Their service roster spans medical device testing, regulatory and quality consulting, and clinical research services. Every year, they conduct over 100,000 tests in cutting-edge laboratories around the world. Unlike other CROs, we take pride in managing all testing programs in-house, ensuring direct monitoring of test items and consistent results that are widely recognized and acknowledged by international regulatory agencies.
10. UX Firm
UX Firm is a usability research consulting company that prides itself on maintaining an updated knowledge base on relevant medical device companies, client needs, and FDA requirements. They are a boutique consultancy specializing in medical device human factors validation testing. UX Firm has a track record of producing FDA-approved test methods, high-quality formative and summative usability evaluations, and highly thorough reports for 510(k) and De Novo premarket submissions. The company’s research can be performed in-house or remotely. This flexibility enables the timely and precise delivery of effective test protocols, evaluations, and reports ahead of FDA submissions, customized to each client’s unique needs and regulatory environments.
Putting solutions to the test
Successful medical device testing and certification is the key to ensuring that only safe and effective medical devices that fully comply with leading regulations enter the market.

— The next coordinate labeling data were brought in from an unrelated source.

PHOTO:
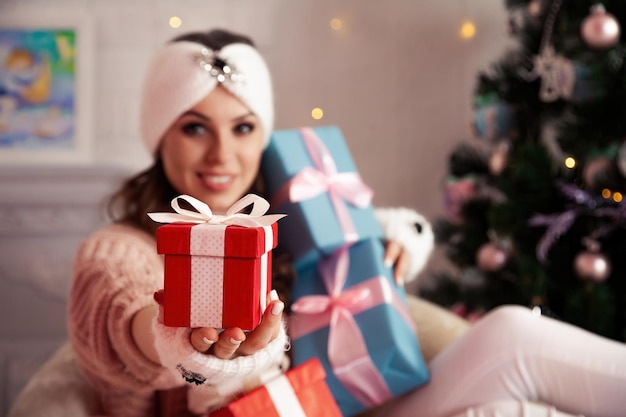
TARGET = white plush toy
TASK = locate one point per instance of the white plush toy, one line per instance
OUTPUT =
(411, 230)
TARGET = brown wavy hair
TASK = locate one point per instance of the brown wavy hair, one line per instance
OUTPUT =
(151, 191)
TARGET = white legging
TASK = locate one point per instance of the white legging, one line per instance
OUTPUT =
(511, 359)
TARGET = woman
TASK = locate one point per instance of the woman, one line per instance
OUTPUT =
(207, 113)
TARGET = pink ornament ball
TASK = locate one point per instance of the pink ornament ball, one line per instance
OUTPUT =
(600, 30)
(592, 266)
(491, 257)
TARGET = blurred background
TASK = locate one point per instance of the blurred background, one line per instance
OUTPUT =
(396, 76)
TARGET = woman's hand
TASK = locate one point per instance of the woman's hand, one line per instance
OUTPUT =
(398, 259)
(233, 341)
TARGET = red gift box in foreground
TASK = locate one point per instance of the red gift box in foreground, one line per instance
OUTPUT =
(218, 271)
(300, 392)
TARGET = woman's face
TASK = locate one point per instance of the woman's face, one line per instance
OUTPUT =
(213, 151)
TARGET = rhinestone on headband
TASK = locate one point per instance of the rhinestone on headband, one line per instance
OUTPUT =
(217, 67)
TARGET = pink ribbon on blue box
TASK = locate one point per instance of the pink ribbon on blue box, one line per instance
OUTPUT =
(341, 187)
(353, 367)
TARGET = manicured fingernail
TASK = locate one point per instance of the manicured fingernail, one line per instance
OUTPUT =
(277, 308)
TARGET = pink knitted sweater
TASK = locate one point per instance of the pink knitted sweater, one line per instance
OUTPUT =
(116, 273)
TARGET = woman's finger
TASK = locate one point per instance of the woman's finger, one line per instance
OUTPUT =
(228, 343)
(398, 259)
(203, 338)
(266, 331)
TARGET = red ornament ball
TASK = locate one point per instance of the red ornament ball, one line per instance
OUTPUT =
(592, 266)
(491, 257)
(600, 30)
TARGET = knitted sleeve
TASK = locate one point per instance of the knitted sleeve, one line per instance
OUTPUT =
(116, 272)
(175, 352)
(411, 230)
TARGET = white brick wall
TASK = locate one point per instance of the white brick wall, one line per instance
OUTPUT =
(397, 79)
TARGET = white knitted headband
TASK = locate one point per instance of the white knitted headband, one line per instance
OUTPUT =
(181, 74)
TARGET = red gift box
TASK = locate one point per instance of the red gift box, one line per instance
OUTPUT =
(216, 275)
(300, 392)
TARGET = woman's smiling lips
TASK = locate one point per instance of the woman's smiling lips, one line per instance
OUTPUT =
(215, 181)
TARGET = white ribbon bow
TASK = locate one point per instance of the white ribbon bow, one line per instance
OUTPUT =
(256, 218)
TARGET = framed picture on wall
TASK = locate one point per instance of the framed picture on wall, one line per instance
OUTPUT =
(45, 89)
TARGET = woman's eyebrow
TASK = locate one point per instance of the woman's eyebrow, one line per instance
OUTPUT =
(207, 118)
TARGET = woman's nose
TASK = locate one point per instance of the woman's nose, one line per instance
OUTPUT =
(221, 148)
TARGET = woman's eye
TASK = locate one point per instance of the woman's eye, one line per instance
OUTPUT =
(194, 129)
(244, 128)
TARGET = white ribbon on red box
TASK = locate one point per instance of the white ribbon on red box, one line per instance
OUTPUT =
(200, 308)
(204, 214)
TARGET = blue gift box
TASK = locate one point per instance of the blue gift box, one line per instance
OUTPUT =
(388, 333)
(313, 226)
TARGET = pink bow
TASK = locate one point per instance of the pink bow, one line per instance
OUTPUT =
(352, 366)
(323, 177)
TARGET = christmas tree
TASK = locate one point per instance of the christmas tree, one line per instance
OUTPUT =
(533, 203)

A high-quality QMS system can further augment medical device testing by injecting operational efficiency into the process and connecting disparate processes into a single, end-to-end solution across the supply chain. In this way, medical device testing companies benefit from increased collaboration. They ensure that their organizations and outsourced suppliers gain required visibility, in real-time, from early product development, through manufacturing, and to post-market surveillance.